Thrombin Inhibition Prevents Against Severe Atherosclerosis Progression in Prothrombotic Mice

Besides its well-known role in initiation and propagation of thrombus formation, thrombin may have multiple pro-atherogenic actions.

Pharmacologic thrombin inhibition attenuates the onset and progression of atherosclerosis and favors plaque stability in hypercoagulable mice prone to aggressive atherosclerosis development.
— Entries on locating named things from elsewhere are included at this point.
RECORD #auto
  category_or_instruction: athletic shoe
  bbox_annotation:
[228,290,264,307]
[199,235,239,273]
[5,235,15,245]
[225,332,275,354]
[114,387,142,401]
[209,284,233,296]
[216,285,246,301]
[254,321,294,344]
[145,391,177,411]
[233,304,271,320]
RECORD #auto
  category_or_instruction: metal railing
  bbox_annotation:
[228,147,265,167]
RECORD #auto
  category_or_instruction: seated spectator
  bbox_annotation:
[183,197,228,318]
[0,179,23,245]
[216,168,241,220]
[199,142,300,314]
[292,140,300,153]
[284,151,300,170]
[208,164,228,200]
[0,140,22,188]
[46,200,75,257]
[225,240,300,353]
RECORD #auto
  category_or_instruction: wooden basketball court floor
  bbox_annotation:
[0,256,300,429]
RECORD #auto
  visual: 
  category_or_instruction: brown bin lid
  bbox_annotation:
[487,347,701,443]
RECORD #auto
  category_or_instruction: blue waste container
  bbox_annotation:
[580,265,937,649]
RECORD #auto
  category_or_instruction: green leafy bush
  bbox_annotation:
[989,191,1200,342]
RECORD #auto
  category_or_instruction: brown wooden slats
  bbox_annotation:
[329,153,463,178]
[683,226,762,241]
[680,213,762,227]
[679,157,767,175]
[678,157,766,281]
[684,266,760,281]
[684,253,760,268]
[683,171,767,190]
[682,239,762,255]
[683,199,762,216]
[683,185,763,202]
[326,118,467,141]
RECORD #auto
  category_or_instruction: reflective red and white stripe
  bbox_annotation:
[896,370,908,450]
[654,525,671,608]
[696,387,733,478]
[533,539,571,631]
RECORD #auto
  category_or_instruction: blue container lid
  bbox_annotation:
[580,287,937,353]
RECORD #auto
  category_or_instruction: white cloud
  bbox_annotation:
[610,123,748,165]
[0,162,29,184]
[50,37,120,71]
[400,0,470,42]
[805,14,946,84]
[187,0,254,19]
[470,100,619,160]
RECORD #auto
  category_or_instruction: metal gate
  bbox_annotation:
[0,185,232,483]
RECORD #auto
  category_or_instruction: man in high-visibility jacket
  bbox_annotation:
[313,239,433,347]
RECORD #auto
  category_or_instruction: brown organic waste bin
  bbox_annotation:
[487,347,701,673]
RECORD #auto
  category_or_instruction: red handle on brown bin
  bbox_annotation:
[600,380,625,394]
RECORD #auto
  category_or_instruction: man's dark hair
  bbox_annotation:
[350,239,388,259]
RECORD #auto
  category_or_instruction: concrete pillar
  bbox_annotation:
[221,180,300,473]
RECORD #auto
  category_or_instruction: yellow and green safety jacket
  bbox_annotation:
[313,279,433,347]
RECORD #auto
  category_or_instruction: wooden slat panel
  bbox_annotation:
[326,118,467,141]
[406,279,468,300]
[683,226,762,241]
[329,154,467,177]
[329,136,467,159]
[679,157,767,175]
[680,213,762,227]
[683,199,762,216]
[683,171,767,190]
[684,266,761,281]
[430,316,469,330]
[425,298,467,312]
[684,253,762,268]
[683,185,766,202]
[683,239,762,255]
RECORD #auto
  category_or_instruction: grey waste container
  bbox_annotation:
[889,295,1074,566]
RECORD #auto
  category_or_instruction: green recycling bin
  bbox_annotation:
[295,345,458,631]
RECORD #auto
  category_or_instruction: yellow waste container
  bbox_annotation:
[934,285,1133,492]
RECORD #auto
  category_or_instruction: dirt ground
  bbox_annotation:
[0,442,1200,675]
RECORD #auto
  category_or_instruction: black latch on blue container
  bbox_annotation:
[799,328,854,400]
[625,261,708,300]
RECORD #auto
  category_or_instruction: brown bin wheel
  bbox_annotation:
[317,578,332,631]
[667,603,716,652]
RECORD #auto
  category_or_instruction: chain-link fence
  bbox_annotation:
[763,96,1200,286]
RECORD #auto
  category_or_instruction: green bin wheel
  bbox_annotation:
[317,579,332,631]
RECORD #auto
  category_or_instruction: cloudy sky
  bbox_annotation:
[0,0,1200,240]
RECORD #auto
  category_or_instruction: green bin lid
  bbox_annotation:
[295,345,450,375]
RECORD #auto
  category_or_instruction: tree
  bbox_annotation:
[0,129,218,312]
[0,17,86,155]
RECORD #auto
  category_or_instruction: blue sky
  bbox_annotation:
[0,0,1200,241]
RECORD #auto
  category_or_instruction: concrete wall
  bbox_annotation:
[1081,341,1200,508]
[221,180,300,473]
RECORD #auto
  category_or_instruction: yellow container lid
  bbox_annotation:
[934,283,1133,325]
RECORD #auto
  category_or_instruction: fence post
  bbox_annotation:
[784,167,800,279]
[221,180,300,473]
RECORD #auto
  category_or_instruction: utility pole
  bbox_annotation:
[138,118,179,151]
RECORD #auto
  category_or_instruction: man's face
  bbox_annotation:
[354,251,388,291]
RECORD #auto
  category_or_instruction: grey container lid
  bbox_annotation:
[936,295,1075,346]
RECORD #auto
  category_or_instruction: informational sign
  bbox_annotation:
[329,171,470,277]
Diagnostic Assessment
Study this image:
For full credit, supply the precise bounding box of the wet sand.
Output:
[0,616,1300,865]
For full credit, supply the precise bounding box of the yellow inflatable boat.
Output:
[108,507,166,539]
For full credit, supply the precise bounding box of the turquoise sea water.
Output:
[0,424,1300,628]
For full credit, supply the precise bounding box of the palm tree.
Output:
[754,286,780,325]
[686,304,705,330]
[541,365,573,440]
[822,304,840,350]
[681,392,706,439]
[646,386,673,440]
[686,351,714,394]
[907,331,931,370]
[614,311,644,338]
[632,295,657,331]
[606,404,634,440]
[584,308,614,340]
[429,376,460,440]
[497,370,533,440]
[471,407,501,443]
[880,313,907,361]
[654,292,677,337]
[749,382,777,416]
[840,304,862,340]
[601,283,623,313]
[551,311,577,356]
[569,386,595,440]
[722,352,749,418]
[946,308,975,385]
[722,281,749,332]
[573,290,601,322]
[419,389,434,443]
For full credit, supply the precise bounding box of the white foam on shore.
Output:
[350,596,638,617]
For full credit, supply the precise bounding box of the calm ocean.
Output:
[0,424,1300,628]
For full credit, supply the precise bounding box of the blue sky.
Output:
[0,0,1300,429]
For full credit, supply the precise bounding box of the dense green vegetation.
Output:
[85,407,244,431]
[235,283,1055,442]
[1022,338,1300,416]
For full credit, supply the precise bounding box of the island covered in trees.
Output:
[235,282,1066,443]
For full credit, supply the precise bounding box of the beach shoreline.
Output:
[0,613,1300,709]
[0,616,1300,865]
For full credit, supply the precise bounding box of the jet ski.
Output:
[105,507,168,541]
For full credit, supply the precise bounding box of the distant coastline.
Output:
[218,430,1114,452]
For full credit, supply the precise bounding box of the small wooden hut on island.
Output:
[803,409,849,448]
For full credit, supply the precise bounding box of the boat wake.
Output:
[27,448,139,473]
Hypercoagulability in TM^Pro/Pro:ApoE^−/− mice resulted in severe atherosclerotic burden formation compared to ApoE^−/− mice (389.1*10³ μm² vs. 187.0*10³ μm², p<0.0005). Pro-coagulant mice showed larger necrotic cores, decreased plaque collagen content, vast stenosis (up to 90%) and enhanced outward remodeling. Hypercoagulability markedly increased systemic and vascular inflammation, represented by significantly higher CXCL1, MCP-1 and G-CSF plasma levels, pronounced neutrophilia, enhanced Ly6G+ cells arrest to carotid plaques, increased neutrophil recruitment (IHC/Intravital Microscopy), massive intraplaque hemorrhage and spontaneous plaque ruptures. Genetically diminished prothrombin levels (FII^-/WT:ApoE^−/− mice) caused a significant decrease in atherosclerosis (72.5*10³ μm² vs. 128.4*10³ μm², p<0.01) with a pronounced stable phenotype with less/smaller necrotic cores, thicker fibrous caps and abundant collagen and vascular smooth muscle cell content. Ly6G⁺ cell intraplaque recruitment was reduced and white blood cell counts and IL-6 levels (3.8±1.66 vs. 8.8±5.34 pg/mL, p<0.05) were diminished compared to control mice. Remarkably, administration of the oral direct thrombin inhibitor Dabigatran etexilate or the anticoagulant activated protein C (APC) in TM^Pro/Pro:ApoE^−/− mice reduced lesions formation by > 80%, suppressed leukocyte recruitment, enhanced plaque stability, whereas numerous pro-inflammatory cytokines were diminished to levels comparable to non-atherosclerotic mice.

These data establish a pivotal role for thrombin generation in controlling the level of inflammation related to atherosclerosis development in ApoE^−/− mice. The potential clinical impact of long term administration of novel classes of anticoagulants on atherosclerosis merits further study.

Weiler:BloodCenter of Wisconsin: Patents & Royalties. van Ryn:Boehringer Ingelheim Pharma GmbH & Co KG: Employment.